It took me several days to put my entry inside the box... but God never fails me...
This was inspired by a reflection I had with Corinne Rodrigues' post at Everyday Gyaan:
http://www.everydaygyaan.com/2011/07/whats-behind-your-anger.html
This was inspired by a reflection I had with Corinne Rodrigues' post at Everyday Gyaan:
http://www.everydaygyaan.com/2011/07/whats-behind-your-anger.html
I was having a hard time swallowing my sister's friendship with my former tagged friend...
She adamantly insists that it makes her happy. I would have felt the same, had she not been married. The time she spends with him meant less time with her daughter.

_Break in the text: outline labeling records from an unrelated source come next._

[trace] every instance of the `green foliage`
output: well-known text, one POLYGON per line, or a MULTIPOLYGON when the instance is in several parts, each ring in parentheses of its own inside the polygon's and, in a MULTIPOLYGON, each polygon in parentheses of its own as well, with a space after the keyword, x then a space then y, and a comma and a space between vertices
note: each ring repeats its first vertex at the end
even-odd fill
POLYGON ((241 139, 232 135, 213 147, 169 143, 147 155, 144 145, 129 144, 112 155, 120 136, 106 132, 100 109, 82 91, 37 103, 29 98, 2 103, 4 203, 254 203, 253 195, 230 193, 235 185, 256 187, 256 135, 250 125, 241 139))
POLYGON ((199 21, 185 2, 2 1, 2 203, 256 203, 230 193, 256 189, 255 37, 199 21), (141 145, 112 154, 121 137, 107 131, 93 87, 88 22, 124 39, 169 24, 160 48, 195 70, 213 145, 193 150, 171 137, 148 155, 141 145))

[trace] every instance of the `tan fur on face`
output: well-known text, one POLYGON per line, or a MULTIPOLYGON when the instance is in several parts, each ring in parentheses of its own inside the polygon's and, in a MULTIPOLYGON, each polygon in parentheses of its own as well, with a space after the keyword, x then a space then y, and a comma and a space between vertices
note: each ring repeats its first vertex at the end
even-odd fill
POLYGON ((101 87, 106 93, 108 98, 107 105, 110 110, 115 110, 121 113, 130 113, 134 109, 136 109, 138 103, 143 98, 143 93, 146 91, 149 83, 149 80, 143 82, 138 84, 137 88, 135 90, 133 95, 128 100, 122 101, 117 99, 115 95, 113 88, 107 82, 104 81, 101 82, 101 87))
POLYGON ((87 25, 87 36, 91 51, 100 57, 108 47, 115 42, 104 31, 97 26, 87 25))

"Self-righteous!" she shouted at me one time while my niece was having art sessions with me in my room and she was chatting with her 'friend.'
Was I being obtrusive? Making it clear to her that I didn't approve of what she was doing? Silence for me would mean I didn't care...
...mediocrity will be suicide...
As I prayed, I asked God's hand on mine... I tried talking to her but she was obstinate as ever. My mom and I decided to keep mum for months...
and I looked inside myself... embracing the leper within... accepting my own faults. Was I the elder son who refuse to see my brother's fragility? (reflecting on the Gospel of St. Luke on the Return of the Prodigal Son). Hey God, I want to reach-out...
One night, my sister came home with a stiff neck and a sore throat. Being the nurse in the family, I was tasked to do my TLC on her... and all I can say is, God works in mysterious ways. I wanted to embrace my own fragility through hers and God opened the door. This was the second time this happened...
I cannot refuse to offer her kindness... and even though we were not able to touch the sensitive issue, we talked... and she was receptive...
I felt compassion towards her... and I understood how at times, I could be like my sister in many ways... unyielding and stubborn... and I loved her even more after that...
"... in a decisive moment of illumination, Francis suddenly perceived in this leper the embodiment of God’s beauty, a human being to be loved and cared for tenderly. By embracing the leper, the Saint learned to embrace all people just as Jesus did."